Dongfeng did as he was told. He felt the quick pinch of a needle and the dull pain of blood being pulled from his finger, and then it was over.


‘How long will this take?’ Shu asked.

‘I don’t know,’ Dongfeng answered. All of its components are military-grade. It should be pretty quick.’ The machine hummed between bouts of clicking and whirring. Dongfeng bit his lip in anticipation, wondering how it would all come to end. Presumably.

And then it hit him: Silence. It wasn’t just in the room, but in the streets as well. He looked to Shu, but the man seemed to not have noticed. Curiosity pulled Dongfeng towards the windows. As everyone else looked on, he traversed the floor to peer outside: it seemed as that everyone else had suddenly noticed as well.

A tank burned in the street, with blood and flesh encircling the fiery heap. Dongfend squinted to focus at the debris, looking for some sign of victory. Something stirred from behind the tank, a helmet – no, helmets. Why would the Army be taking cover? What had happened?

` And then it hit him.

‘Mr Shu, we need to lock and barricade the doors now.’

‘What?’ the man asked. ‘What the hell are you talking about?’

‘They’re in the building. They’re using it for refuge and hostages.’

‘What?’ The machine beeped and printed out a card. ‘Wait a minute now, your lot has been cast,’ Shu chuckled. He clicked his tongue and shook his head.

‘This is serious, everyone,’ Dongfeng said. ‘We don’t have time for beta testing, if it even works.’

‘You’re doubting Project Fate?’ Shu asked.

‘What? I—no, I—well, fine, what does it say?’

‘Love,’ Shu said, walking over to the windows and handing him the card. Everyone seemed to chuckle and murmur to each other. Dongfeng looked over to Lili, who smiled back at him in surprised amusement.

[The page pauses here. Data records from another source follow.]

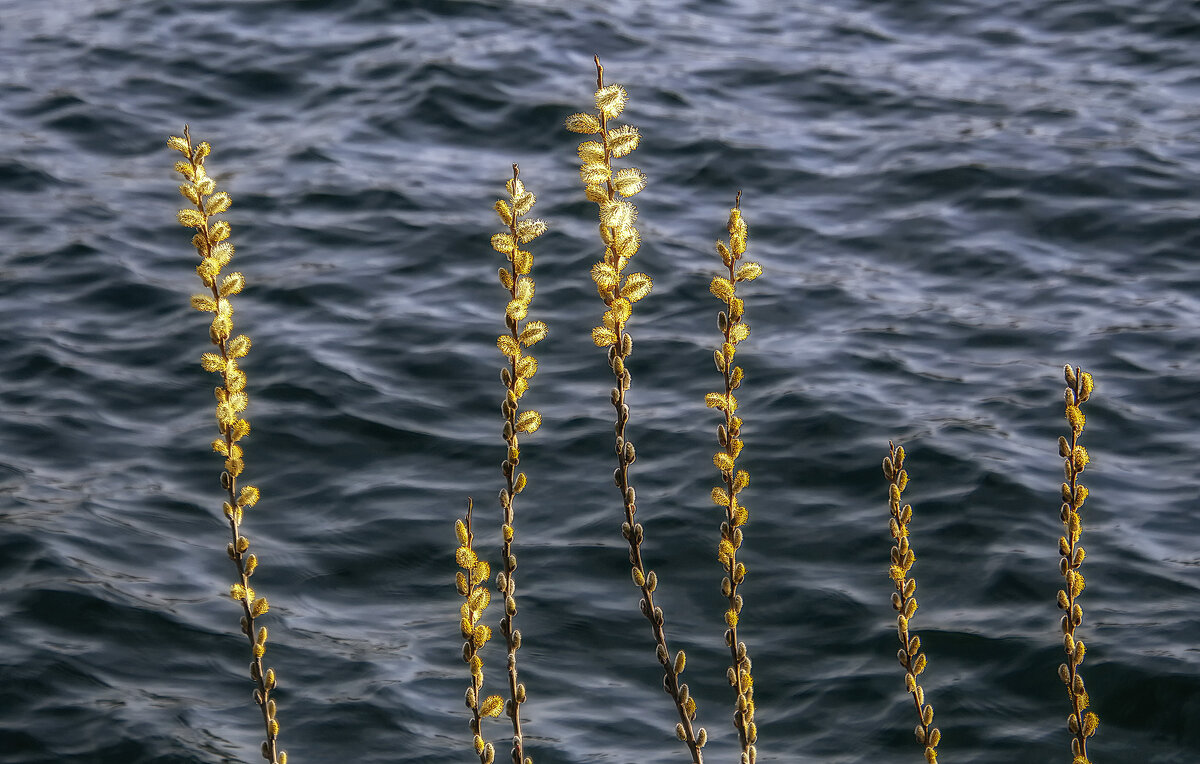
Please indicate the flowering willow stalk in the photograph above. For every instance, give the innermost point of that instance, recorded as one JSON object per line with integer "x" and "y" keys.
{"x": 904, "y": 600}
{"x": 211, "y": 242}
{"x": 619, "y": 290}
{"x": 729, "y": 435}
{"x": 1081, "y": 726}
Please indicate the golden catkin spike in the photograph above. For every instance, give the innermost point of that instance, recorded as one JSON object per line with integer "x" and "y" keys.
{"x": 215, "y": 253}
{"x": 1075, "y": 458}
{"x": 733, "y": 330}
{"x": 521, "y": 368}
{"x": 609, "y": 190}
{"x": 471, "y": 584}
{"x": 904, "y": 600}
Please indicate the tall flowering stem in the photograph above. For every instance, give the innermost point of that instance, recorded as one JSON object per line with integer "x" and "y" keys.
{"x": 521, "y": 368}
{"x": 904, "y": 600}
{"x": 1081, "y": 726}
{"x": 729, "y": 434}
{"x": 619, "y": 290}
{"x": 211, "y": 242}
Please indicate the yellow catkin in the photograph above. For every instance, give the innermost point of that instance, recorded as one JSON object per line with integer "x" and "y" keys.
{"x": 733, "y": 330}
{"x": 904, "y": 600}
{"x": 215, "y": 252}
{"x": 609, "y": 188}
{"x": 1074, "y": 494}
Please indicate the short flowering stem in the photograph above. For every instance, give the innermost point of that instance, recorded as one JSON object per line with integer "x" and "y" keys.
{"x": 1075, "y": 457}
{"x": 904, "y": 600}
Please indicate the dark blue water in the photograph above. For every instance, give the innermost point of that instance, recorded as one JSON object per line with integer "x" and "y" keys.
{"x": 949, "y": 199}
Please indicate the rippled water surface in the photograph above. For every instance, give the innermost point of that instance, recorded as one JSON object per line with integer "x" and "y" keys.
{"x": 949, "y": 200}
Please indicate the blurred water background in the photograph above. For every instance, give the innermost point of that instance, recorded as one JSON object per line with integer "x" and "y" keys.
{"x": 951, "y": 200}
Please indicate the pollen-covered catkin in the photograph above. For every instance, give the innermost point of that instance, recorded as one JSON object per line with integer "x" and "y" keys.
{"x": 215, "y": 252}
{"x": 904, "y": 600}
{"x": 610, "y": 191}
{"x": 1075, "y": 458}
{"x": 733, "y": 328}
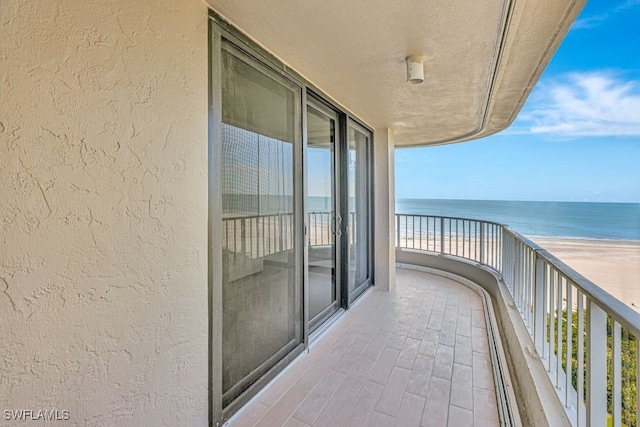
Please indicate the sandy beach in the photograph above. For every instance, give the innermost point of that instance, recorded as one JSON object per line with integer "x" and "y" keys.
{"x": 612, "y": 265}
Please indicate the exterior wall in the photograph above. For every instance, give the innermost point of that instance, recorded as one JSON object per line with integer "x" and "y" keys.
{"x": 103, "y": 212}
{"x": 384, "y": 210}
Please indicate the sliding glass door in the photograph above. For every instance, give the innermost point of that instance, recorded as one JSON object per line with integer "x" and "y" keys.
{"x": 262, "y": 291}
{"x": 359, "y": 209}
{"x": 322, "y": 267}
{"x": 339, "y": 211}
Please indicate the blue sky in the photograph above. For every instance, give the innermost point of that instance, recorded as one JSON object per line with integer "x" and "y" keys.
{"x": 576, "y": 139}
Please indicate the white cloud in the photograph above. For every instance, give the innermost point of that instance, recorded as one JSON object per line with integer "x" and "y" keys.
{"x": 586, "y": 104}
{"x": 591, "y": 22}
{"x": 597, "y": 20}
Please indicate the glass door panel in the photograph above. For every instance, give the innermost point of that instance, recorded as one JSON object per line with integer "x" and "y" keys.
{"x": 262, "y": 300}
{"x": 359, "y": 211}
{"x": 321, "y": 204}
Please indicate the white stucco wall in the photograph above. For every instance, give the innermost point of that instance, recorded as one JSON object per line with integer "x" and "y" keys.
{"x": 103, "y": 210}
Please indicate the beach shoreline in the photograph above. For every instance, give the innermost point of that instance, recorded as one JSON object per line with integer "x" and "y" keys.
{"x": 613, "y": 265}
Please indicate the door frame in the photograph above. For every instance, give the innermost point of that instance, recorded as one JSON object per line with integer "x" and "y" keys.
{"x": 317, "y": 103}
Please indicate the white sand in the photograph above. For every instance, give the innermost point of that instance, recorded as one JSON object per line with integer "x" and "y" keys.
{"x": 612, "y": 265}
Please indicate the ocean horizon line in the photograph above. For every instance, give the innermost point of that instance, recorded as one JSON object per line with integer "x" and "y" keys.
{"x": 520, "y": 201}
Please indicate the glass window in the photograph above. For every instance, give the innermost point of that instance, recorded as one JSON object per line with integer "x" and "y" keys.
{"x": 359, "y": 212}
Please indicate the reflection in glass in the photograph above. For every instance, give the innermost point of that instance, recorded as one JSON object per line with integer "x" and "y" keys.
{"x": 261, "y": 303}
{"x": 321, "y": 202}
{"x": 358, "y": 235}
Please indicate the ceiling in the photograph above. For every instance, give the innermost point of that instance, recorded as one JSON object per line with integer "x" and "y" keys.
{"x": 482, "y": 58}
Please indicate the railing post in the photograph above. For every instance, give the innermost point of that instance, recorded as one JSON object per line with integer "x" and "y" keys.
{"x": 596, "y": 365}
{"x": 442, "y": 235}
{"x": 539, "y": 308}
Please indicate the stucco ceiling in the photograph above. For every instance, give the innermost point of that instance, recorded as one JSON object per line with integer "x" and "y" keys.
{"x": 482, "y": 58}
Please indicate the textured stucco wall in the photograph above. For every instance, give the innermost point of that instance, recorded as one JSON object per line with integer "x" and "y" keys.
{"x": 103, "y": 210}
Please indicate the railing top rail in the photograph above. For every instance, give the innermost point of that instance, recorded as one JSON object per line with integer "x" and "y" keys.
{"x": 618, "y": 310}
{"x": 453, "y": 217}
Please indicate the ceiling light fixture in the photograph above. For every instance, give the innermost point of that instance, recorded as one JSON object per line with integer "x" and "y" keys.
{"x": 415, "y": 69}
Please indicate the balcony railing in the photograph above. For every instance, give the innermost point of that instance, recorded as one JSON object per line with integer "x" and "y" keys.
{"x": 586, "y": 338}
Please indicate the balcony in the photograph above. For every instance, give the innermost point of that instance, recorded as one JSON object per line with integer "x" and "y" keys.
{"x": 418, "y": 355}
{"x": 477, "y": 325}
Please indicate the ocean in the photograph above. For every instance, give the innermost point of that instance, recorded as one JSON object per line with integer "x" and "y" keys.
{"x": 615, "y": 221}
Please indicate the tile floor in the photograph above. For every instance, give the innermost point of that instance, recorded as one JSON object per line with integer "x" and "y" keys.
{"x": 416, "y": 356}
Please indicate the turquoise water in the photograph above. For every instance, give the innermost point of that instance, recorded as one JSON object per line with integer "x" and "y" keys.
{"x": 619, "y": 221}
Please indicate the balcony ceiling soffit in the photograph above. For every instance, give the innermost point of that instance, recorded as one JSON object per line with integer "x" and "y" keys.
{"x": 482, "y": 58}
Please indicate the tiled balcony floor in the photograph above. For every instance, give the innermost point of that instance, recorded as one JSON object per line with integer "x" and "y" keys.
{"x": 415, "y": 356}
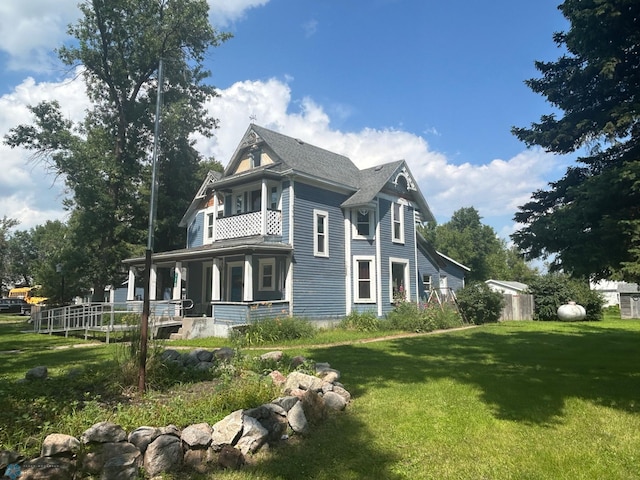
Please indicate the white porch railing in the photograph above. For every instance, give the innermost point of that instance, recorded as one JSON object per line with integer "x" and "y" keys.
{"x": 105, "y": 317}
{"x": 247, "y": 225}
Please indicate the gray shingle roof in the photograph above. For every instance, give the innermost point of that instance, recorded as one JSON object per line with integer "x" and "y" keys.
{"x": 309, "y": 159}
{"x": 371, "y": 182}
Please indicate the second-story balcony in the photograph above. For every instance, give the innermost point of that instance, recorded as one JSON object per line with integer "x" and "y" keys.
{"x": 248, "y": 224}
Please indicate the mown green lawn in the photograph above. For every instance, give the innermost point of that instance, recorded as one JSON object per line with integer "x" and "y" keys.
{"x": 517, "y": 400}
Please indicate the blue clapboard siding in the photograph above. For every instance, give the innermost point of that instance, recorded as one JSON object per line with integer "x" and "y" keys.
{"x": 268, "y": 295}
{"x": 318, "y": 282}
{"x": 455, "y": 276}
{"x": 426, "y": 266}
{"x": 195, "y": 233}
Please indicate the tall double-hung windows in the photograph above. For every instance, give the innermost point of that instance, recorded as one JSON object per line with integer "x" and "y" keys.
{"x": 320, "y": 233}
{"x": 210, "y": 225}
{"x": 397, "y": 222}
{"x": 362, "y": 220}
{"x": 364, "y": 279}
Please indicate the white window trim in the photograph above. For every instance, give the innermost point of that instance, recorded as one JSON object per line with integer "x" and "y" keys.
{"x": 354, "y": 222}
{"x": 400, "y": 220}
{"x": 209, "y": 220}
{"x": 262, "y": 263}
{"x": 356, "y": 280}
{"x": 317, "y": 214}
{"x": 407, "y": 279}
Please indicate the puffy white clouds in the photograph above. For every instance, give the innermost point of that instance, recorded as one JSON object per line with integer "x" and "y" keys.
{"x": 495, "y": 188}
{"x": 31, "y": 28}
{"x": 224, "y": 12}
{"x": 29, "y": 192}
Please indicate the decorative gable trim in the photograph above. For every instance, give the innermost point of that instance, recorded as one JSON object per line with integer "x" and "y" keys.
{"x": 404, "y": 173}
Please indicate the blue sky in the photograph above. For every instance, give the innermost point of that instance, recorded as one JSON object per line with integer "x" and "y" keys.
{"x": 436, "y": 83}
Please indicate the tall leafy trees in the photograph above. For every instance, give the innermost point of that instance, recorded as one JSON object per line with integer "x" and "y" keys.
{"x": 467, "y": 240}
{"x": 589, "y": 220}
{"x": 105, "y": 159}
{"x": 6, "y": 224}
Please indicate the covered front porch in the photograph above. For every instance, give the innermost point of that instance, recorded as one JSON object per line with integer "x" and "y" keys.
{"x": 227, "y": 283}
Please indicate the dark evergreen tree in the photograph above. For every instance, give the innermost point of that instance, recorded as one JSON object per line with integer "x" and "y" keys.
{"x": 588, "y": 222}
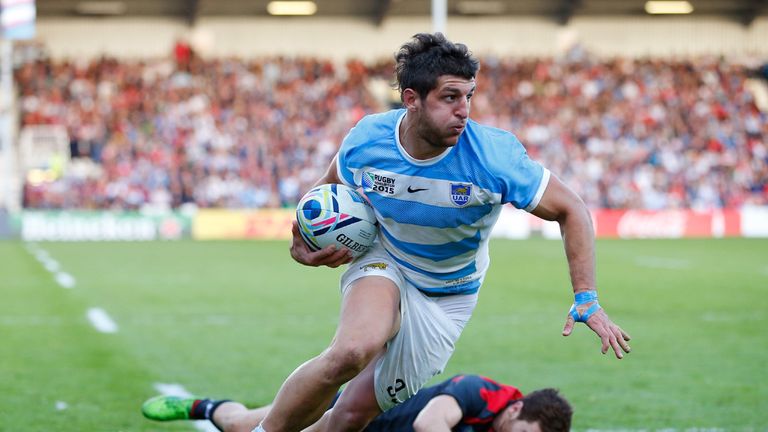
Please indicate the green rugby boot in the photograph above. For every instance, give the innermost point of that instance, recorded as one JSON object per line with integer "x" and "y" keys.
{"x": 167, "y": 408}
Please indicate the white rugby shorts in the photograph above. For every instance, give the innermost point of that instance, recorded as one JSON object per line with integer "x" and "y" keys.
{"x": 429, "y": 329}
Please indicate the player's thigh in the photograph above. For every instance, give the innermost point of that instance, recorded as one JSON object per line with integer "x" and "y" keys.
{"x": 420, "y": 350}
{"x": 357, "y": 404}
{"x": 370, "y": 313}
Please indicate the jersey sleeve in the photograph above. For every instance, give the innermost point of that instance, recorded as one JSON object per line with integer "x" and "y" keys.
{"x": 522, "y": 180}
{"x": 346, "y": 150}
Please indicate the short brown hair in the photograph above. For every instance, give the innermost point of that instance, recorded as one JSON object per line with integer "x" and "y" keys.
{"x": 549, "y": 409}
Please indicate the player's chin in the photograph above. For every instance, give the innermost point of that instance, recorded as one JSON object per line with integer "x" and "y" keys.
{"x": 451, "y": 140}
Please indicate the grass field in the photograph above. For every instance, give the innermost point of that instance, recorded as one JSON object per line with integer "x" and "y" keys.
{"x": 232, "y": 319}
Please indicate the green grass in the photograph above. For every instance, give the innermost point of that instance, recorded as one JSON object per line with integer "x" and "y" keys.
{"x": 233, "y": 319}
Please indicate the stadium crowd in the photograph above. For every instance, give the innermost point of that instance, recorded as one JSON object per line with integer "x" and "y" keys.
{"x": 626, "y": 133}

‘Well, that’s obviously not going to happen any time soon,’ Dongfeng said, ‘Now will you pay some attention to the serious issue at hand?’

‘I would, but it’s utterly ridiculous, Dongfeng, and you know it. You don’t think that the Chinese Army can overpower a few amateur rebels? Come on, now.’

‘Take a look for yourself!’ Dongfeng motioned out the window.

‘I plan on it,’ Shu said, and walked to the door. ‘There’s nobody out there but employees. This is a secret facility disguised as an apartment complex. Nobody is going to storm in here for hostages they don’t even know exist.’ He opened the door and walked into the hallway. ‘Hello? Any traitors out here? Oh.’ He walked back in followed by a masked man holding a semi-automatic weapon.

‘Don’t be alarmed. Stay calm and where you are. Nobody is here to harm you. We are only concerned with fighting our common enemy, the totalitarian regime of the so-called People’s Republic of China.’ Dongfeng slowly began backing up to rejoin the crowd. ‘Hold it right there, brother,’ the man said, bringing his nozzle up to face Dongfeng. ‘Let’s just take it easy for a moment, shall we? I don’t want to distrust you, but I don’t know where you’re going and I can’t take the risk.’ Dongfeng could feel his teeth grating together.

‘He’s harmless!’

‘Who said that?’ the man asked.

Lili stepped forward. ‘I did.’

‘Come over here,’ the man said.

‘Leave her alone,’ Dongfeng retorted. ‘Use me as a hostage. I’m the head of our programming department. I’m much more valuable.’ The man seemed to stop and consider.

‘Alright, fine,’ he said. ‘Let’s take the high road,’ and walked over to where Dongfeng stood. ‘No more sudden moves unless I say, alright?’ Dongfeng turned his head and spat in his eye, grabbing the rifle and trying to free it from the insurgent’s hands. The masked man punched him in the head and pulled the trigger, rapidly firing a barrage of bullets into Dongfeng’s chest. The scientists shouted and ducked for cover, Lili letting out a sharp cry. Shu stood motionless.

A tear rolled down Dongfeng’s eye. ‘Long live the People’s Revolution!’ he managed to whisper.

‘You sad fool,’ the man said, ‘this is the people’s revolution.’ A crumpled piece of paper fell from Dongfeng’s hand. ‘What this?’ the man asked, picking it up and examining it. ‘Love?’

‘It... it was how he was supposed to die,’ Lili sobbed. ‘He was supposed to die for love...’

‘Just what the hell are you people going in here?’ the man asked.

‘Project Fate,’ she replied, ‘A way to predict the deaths of every member of Government. It took us years to build that machine.’

‘Well,’ the man said, ‘I don’t believe in fate,’ and unloaded unto the machine.